Testing compression
Written by masteryeti on .gzip-test
Use the following bash-function to test how much percent a file or directory can be compressed with gzip.
gzip-test() (
set -e
if ! [ -e "$1" ]; then echo "error: No such file or directory ($1)."; echo "Usage: gzip-test [path]"; return 1; fi
local _a="$(mktemp)"
trap "rm -f '$_a'" EXIT
find "$1" -type f -exec cat {} \; 2>/dev/null | head -c 1048576 >"$_a"
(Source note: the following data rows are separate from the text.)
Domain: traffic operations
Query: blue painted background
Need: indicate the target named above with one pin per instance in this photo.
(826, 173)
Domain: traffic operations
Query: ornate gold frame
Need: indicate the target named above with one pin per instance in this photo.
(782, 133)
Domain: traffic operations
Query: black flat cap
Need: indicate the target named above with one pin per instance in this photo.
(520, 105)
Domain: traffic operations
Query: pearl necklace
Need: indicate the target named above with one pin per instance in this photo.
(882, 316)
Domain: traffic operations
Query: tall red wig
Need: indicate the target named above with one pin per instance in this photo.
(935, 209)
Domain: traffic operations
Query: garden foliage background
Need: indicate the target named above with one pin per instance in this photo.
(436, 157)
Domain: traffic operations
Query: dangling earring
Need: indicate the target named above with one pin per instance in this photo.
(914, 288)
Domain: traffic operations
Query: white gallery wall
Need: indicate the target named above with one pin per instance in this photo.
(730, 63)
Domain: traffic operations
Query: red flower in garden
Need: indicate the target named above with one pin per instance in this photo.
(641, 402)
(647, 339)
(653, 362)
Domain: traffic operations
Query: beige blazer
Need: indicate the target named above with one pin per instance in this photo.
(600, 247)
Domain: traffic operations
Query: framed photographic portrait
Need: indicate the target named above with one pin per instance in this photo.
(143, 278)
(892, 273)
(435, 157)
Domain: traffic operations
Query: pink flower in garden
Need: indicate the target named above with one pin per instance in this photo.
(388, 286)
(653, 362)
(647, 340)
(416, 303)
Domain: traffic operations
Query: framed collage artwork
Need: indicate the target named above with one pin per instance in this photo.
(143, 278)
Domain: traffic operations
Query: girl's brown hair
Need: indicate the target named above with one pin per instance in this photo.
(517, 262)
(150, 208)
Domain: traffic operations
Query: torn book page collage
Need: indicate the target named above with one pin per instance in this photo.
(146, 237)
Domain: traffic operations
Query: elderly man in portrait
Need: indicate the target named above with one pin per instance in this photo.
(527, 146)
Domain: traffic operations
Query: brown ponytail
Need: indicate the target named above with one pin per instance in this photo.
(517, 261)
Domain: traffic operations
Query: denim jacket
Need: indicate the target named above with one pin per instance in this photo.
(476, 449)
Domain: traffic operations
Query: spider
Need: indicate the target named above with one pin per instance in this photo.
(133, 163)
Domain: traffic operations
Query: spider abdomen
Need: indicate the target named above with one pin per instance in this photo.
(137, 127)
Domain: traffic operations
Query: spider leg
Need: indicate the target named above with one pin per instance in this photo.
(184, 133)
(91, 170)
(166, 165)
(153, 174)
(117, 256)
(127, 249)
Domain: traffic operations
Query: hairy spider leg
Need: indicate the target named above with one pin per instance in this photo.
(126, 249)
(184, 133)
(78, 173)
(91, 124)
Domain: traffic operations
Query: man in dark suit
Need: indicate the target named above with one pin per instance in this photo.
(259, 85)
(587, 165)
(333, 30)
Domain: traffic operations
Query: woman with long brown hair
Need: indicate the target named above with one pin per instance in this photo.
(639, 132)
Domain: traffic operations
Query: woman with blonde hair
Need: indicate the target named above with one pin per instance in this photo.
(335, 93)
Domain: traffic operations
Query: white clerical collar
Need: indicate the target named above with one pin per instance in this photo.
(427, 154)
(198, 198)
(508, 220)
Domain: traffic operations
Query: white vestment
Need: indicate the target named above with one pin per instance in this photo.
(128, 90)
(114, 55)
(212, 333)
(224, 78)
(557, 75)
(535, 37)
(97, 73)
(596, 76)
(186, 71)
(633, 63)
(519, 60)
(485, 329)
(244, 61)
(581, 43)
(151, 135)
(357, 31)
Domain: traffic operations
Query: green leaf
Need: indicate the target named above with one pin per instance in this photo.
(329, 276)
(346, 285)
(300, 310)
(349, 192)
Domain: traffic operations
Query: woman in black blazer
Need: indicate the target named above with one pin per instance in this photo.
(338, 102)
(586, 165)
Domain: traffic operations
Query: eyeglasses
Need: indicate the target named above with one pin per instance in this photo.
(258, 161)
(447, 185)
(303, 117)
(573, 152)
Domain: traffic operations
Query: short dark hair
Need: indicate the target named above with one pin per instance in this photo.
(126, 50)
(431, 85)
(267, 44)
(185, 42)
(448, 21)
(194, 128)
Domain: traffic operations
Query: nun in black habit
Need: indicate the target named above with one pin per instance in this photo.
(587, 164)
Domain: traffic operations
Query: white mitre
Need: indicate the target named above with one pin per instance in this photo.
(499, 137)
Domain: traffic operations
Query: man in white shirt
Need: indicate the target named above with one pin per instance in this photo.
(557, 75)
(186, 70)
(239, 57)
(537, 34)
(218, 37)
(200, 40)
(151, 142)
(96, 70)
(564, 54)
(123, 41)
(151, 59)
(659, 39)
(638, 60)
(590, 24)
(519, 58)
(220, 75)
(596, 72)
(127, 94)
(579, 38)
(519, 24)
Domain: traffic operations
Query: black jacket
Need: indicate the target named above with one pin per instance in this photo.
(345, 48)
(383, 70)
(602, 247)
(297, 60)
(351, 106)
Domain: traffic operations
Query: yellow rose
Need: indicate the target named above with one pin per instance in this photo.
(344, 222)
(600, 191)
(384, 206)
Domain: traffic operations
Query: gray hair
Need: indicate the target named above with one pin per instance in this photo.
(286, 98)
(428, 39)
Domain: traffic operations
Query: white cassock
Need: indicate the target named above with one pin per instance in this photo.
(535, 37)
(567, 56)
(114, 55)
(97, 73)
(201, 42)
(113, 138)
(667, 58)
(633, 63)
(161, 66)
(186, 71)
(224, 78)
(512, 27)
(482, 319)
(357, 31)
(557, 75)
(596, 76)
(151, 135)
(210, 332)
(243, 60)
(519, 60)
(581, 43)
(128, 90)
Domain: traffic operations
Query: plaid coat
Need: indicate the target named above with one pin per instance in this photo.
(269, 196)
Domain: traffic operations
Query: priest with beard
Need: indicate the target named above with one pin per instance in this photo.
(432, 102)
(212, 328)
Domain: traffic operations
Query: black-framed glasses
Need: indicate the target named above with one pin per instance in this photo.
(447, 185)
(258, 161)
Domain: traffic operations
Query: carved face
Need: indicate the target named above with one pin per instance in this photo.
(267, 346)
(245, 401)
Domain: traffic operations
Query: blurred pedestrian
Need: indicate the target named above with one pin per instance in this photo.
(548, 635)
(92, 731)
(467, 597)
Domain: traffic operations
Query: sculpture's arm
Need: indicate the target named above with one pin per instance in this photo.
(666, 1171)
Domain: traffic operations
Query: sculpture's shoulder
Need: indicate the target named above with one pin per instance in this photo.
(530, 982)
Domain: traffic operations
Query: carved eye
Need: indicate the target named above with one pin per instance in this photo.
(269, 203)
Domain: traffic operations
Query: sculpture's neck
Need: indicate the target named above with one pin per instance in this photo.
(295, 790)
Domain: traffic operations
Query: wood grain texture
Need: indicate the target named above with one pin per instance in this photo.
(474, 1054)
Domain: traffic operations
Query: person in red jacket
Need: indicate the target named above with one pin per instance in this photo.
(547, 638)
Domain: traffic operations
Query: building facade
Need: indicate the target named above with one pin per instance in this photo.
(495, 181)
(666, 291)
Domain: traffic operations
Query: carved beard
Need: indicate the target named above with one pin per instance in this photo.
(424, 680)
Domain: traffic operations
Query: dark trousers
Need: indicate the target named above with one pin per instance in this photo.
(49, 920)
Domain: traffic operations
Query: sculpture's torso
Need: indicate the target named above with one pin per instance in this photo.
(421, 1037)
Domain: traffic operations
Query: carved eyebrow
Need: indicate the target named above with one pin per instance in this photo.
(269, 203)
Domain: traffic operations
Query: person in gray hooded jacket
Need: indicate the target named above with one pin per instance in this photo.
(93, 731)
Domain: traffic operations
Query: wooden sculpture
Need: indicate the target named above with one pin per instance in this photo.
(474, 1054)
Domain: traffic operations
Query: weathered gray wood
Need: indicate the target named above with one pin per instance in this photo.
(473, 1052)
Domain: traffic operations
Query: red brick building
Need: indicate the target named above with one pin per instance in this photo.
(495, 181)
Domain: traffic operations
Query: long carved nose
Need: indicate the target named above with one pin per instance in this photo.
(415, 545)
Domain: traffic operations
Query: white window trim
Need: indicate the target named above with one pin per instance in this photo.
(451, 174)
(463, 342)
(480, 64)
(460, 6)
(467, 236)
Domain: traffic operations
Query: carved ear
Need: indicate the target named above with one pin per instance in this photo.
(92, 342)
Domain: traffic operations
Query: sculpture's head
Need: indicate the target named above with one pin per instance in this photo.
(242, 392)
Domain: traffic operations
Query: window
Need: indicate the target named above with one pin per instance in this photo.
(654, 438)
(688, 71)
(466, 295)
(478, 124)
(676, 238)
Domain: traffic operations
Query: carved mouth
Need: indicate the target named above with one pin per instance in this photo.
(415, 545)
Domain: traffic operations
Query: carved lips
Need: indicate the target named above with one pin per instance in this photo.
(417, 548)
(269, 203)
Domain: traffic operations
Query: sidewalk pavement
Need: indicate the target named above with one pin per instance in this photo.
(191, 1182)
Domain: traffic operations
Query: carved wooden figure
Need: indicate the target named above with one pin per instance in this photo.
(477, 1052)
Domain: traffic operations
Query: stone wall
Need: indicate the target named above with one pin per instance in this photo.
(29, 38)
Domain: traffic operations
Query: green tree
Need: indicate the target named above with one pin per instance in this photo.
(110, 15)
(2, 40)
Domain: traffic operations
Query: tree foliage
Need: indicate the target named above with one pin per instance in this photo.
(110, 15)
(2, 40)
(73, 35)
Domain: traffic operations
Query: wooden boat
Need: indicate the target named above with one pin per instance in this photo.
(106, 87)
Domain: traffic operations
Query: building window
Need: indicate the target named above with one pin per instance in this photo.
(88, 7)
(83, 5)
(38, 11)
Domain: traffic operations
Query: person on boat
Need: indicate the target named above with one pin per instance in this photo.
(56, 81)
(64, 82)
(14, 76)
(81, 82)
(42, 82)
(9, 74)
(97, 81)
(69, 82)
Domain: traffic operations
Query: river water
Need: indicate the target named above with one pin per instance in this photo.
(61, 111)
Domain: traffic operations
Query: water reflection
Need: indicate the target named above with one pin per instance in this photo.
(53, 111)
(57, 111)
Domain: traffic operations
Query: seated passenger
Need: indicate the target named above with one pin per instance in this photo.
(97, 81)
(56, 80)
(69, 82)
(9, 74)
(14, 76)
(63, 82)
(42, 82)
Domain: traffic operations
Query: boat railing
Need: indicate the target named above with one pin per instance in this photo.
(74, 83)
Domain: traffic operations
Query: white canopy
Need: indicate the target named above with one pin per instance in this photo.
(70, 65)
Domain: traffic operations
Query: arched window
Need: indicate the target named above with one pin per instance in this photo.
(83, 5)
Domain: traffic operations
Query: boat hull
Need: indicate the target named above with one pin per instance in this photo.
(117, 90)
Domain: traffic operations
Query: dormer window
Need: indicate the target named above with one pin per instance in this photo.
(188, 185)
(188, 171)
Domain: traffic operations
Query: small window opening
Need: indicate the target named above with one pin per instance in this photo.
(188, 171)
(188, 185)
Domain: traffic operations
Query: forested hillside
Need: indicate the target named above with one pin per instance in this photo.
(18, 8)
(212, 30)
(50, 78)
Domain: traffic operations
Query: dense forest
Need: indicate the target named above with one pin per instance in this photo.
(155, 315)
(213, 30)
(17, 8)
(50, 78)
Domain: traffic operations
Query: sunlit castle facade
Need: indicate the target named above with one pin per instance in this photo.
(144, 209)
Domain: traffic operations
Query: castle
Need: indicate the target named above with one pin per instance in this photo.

local _b="$(cat "$_a" | wc -c)"
local _c="$(gzip -c "$_a" | wc -c)"
echo "$((100 * (_b - _c) / _b))%"
)
Usage:
gzip-test [path]
This takes the first megabyte of the file or directory, and compresses it with gzip. Then it returns the percentage in which the data could be compressed. Note that for archives such as tar, there is a 512 byte blocksize, and additionally stores paths and attributes, which can influence the result. A high percentage indicates a lot of predictable patterns, a low percentage indicates a higher entropy (less patterns).
Limitation
When used on a directory, it could be that the first megabyte consists of plain text files with natural language which is very easy to compress, followed by a large movie file that cannot be compressed any further by gzip. In this case, the result will be highly incorrect. When using on a directory, it will only be accurate when all of the files are either small (KiB size) or similar.
Testing gzip-test
head -c 10 /dev/urandom >/tmp/test-random; gzip-test /tmp/test-random
-350%
head -c 100 /dev/urandom >/tmp/test-random; gzip-test /tmp/test-random
-38%
head -c 1000 /dev/urandom >/tmp/test-random; gzip-test /tmp/test-random
-3%
head -c 10000 /dev/urandom >/tmp/test-random; gzip-test /tmp/test-random
0%
head -c 100000000 /dev/urandom >/tmp/test-random; gzip-test /tmp/test-random
0%
head -c 10 /dev/zero >/tmp/test-zero; gzip-test /tmp/test-zero
-280%
head -c 100 /dev/zero >/tmp/test-zero; gzip-test /tmp/test-zero
61%
head -c 1000 /dev/zero >/tmp/test-zero; gzip-test /tmp/test-zero
95%
head -c 10000 /dev/zero >/tmp/test-zero; gzip-test /tmp/test-zero
99%
head -c 100000000 /dev/zero >/tmp/test-zero; gzip-test /tmp/test-zero
99%